Saint-Ouen-l’Aumône : fauché par un utilitaire, il décède quatre jours plus tard

Patrick Dimbas, 63 ans, devait partir à la retraite en avril. Il est mort cinq jours après avoir été écrasé par le conducteur d’un utilitaire, venu voler des palettes dans la clinique du parc à Saint-Ouen-l’Aumône. Celui-ci a été mis en examen.

 Illustration intervention Samu Val-d'Oise
Illustration intervention Samu Val-d'Oise LP/Frédéric Naizot

Il devait prendre sa retraite en avril prochain et s'envoler pour la Guadeloupe d'où il est originaire. Patrick Dimbas, 63 ans, est décédé ce mardi des suites de ses blessures. Cinq jours après avoir été écrasé par un utilitaire sur le parking de la clinique du Parc à Saint-Ouen-l'Aumône.

Les faits remontent au jeudi 4 février quand, aux alentours de 17 heures, deux personnes arrivent dans un utilitaire et entreprennent de dérober des palettes de bois dans l'enceinte de la clinique du Parc. Patrick Dimbas, qui occupe un poste d'agent technique dans l'établissement, se déplace et se retrouve quasiment aussitôt sur le capot du véhicule. Malgré cela, le conducteur accélère pour prendre la fuite. La victime tombe, passe sous les roues qui lui écrasent les jambes. L'utilitaire s'enfuit.
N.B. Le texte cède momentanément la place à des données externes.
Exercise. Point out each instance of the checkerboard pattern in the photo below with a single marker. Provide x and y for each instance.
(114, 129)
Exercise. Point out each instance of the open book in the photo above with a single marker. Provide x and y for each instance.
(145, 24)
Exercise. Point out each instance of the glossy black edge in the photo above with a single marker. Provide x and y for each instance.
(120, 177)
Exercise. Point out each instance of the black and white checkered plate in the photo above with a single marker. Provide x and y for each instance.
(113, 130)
«Il est sorti pour relever la plaque d'immatriculation»

« J'ai travaillé avec Patrick pendant quinze ans. On m'a prévenu qu'il a fait un œdème cérébral. Il avait été transféré dans un autre hôpital, confie Mohamed, très touché par la mort de son ancien collègue. J'ai pu le voir vendredi matin à l'hôpital. Il avait les deux jambes dans le plâtre, poursuit-il. Il m'a expliqué avoir entendu du bruit, puis son collègue crier. Ce n'était pas la première fois qu'il y avait des vols dans la clinique. Il est sorti avec son appareil photo pour relever la plaque d'immatriculation, mais il s'est trouvé face à la camionnette. Il n'a pas eu le temps de ranger le téléphone, il s'est retrouvé sur le capot et s'est accroché. Il y a eu un coup de première et il est tombé m'a-t-il expliqué. Les roues avant droite et arrière droite lui sont passées dessus. »

Les secours ont pris en charge la victime qui a été évacuée en urgence absolue vers le centre hospitalier de Pontoise, son pronostic vital engagé.
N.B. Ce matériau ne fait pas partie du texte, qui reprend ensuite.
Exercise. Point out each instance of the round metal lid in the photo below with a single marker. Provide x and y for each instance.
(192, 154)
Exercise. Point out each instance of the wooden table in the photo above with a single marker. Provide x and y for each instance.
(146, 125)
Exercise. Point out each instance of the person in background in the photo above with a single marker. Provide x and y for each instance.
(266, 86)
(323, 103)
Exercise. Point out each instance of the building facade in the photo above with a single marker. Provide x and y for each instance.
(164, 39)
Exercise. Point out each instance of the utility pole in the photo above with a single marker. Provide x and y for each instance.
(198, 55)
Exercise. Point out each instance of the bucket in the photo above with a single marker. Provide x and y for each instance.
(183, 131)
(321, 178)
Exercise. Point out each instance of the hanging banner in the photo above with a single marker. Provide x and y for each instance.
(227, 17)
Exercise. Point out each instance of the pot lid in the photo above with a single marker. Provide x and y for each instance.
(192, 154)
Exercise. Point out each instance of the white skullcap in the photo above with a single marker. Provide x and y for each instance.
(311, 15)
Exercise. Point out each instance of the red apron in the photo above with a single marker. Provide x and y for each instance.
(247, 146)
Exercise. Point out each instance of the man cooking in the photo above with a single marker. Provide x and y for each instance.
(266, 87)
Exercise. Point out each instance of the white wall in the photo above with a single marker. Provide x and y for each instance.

«Il attendait sa retraite avec impatience»

« Il avait 63 ans mais il en faisait 50. Il était une personne très joviale, serviable, qui faisait souvent la fête », poursuit un ancien collègue resté proche avec la victime. « Il cultivait aussi un jardin à Dugny, en Seine-Saint-Denis. Il adorait cela. Nous étions ensemble dans une société à Argenteuil. Nous avions été licenciés ensemble et il avait retrouvé cette place à la clinique du Parc. Il attendait sa retraite avec impatience pour retourner vivre en Guadeloupe. Il était de Basse-Terre. »
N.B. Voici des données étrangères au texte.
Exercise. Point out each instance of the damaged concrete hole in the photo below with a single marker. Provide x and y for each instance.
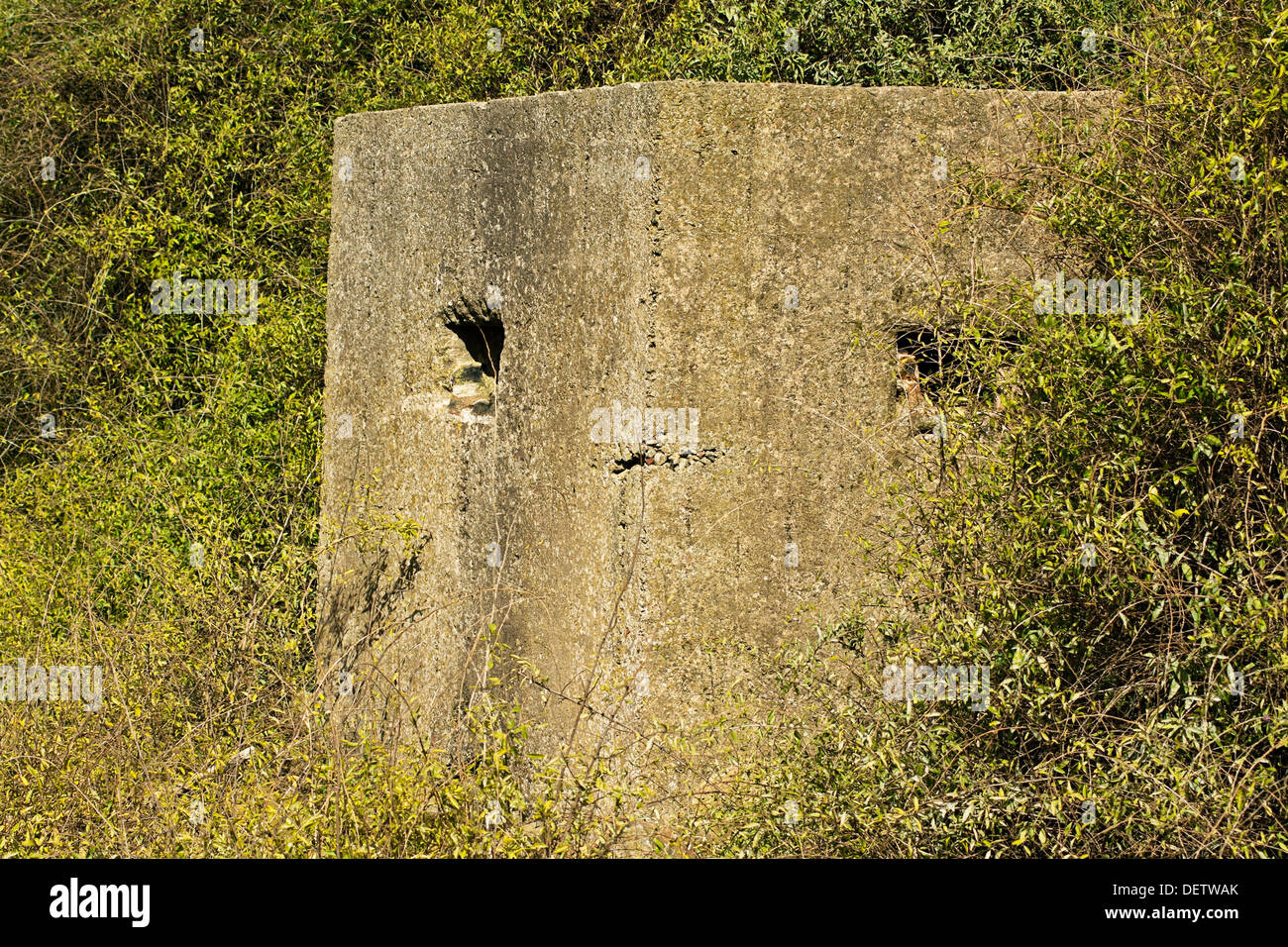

Quelques minutes après l'accident, le passager de l'utilitaire s'est rendu de lui-même à la police quelques minutes. Âgé de 36 ans, il a été placé en garde à vue avant d'être remis en liberté. Le conducteur de l'utilitaire s'est lui rendu à la police lundi. Il est également âgé de 36 ans.

Le conducteur de 36 ans présenté à un juge d'instruction

« Le conducteur du véhicule a effectivement été placé en garde à vue hier et présenté ce jour au juge d'instruction » indique ce mardi le parquet de Pontoise qui a ouvert une information judiciaire du chef de « violences avec arme ayant entraîné la mort sans intention de la donner. » Le parquet a requis son placement en détention provisoire. Le juge des libertés et de la détention doit statuer en soirée sur ce point.